The Argentine by Elvira Baryakina
The Argentine by Elvira Baryakina

I’m not afraid to quit books when I don’t like them, so I quit this one. I’m reading something else now. It’s called The Argentine [Аргентинец] by Elvira Baryakina. So far, I really like it. It’s about a Russian guy named Klim who ran away from home when he was seventeen and ended up in Argentina. He learned Spanish and writes for a newspaper and seems to have a good life. He inherited property back home in Russia ten years after leaving and is going back because of that. That doesn’t seem so radical, does it? Well, it is because he’s returning to Russia in 1917, after the Russian revolution has taken place and deposed the tsar. It’s quite a dangerous time, especially for someone with enough money to own property. I found all that out in chapter one, which I read last night. I’m loving the book so far and learning some new words and sentence constructions. Plus, I don’t know if I’ve ever said this explicitly, but the Russian Revolution and ensuing Civil War are some of my favorite historical eras to study. That was what I planned to study in graduate school, had I pursued a PhD in history. I’m very excited about this book. Hopefully it won’t get boring like the prior one I stopped reading!

Thank You!

Last Thursday, I wrote a blog post about the Russian language. I’d been thinking of writing it for some time, but hadn’t really sat down to do it. I had immense fun writing it and hoped that at least some people would like it.

Well, some people did like it. In fact, that’s a bit of an understatement. A lot of people liked it. I’ve had some of my best days for page views since publishing that post, and it’s all because of you, my readers. Some person (or multiple people) shared that post on Facebook and then a ton of other people must have shared it because I had an incredible amount of hits on Friday, the day after I published it. Though Friday was the peak day for my page views, Saturday and Sunday haven’t been anything to scoff at.

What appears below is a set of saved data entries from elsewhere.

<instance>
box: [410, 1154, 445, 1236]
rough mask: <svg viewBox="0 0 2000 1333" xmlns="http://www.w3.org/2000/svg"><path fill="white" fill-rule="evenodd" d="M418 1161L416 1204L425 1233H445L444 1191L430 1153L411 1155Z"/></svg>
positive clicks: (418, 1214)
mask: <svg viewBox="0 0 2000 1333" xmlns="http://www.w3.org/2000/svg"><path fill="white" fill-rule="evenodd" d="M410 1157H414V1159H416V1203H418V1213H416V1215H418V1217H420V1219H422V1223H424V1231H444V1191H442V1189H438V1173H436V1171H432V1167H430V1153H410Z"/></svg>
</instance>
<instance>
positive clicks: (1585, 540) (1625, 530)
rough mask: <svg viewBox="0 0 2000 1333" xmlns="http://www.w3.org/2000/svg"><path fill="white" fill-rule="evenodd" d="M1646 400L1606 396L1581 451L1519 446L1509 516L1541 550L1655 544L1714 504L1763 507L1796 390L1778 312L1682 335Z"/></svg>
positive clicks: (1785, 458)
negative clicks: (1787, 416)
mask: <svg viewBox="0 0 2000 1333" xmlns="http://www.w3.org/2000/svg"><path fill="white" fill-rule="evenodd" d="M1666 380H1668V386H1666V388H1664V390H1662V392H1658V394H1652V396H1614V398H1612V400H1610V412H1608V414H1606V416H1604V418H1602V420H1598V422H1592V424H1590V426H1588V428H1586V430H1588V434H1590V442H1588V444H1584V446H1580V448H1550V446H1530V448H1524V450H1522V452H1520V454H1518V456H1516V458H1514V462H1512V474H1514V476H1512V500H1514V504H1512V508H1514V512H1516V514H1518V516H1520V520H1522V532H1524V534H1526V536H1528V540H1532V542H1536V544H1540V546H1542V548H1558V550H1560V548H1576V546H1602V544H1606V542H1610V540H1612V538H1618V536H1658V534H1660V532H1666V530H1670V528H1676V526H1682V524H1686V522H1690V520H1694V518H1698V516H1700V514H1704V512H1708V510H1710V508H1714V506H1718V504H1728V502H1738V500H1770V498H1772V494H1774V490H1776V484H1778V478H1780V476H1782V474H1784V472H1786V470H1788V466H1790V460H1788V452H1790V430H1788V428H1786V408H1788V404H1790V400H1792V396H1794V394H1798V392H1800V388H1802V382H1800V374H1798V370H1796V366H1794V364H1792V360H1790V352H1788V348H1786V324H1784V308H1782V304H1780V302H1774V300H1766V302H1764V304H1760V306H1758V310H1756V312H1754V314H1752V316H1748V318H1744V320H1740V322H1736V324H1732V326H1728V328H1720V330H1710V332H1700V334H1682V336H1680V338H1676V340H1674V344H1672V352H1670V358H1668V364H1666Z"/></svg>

Thank you for sharing my writing. It really means a lot to me. I was happy to see the positive response to that post because it was a bit of an experiment I wanted to conduct. (Not in a mean way, like the Facebook emotional manipulation experiment.) Namely, I wanted to see how my blog traffic did if I wrote a heavily foreign language-focused post—and I can see now that it did pretty well. I’m not talking viral like tens of thousands of hits (I’ve never had that many hits on any blog, ever), but it was a decent amount compared to what I usually get.

This all means that I’m going write up some more language learning stuff. It won’t be the only thing I write about—if there’s one thing you’ve noticed about reading this blog, it’s that I have multiple interests!—but there is more I want to post about language learning in general and Russian learning specifically. So stay tuned for more awesomeness. :)

And to any new readers who may have found me through that post: welcome! Or, as we say in Russian: Добро пожаловать! [Dobro pozhalovat!]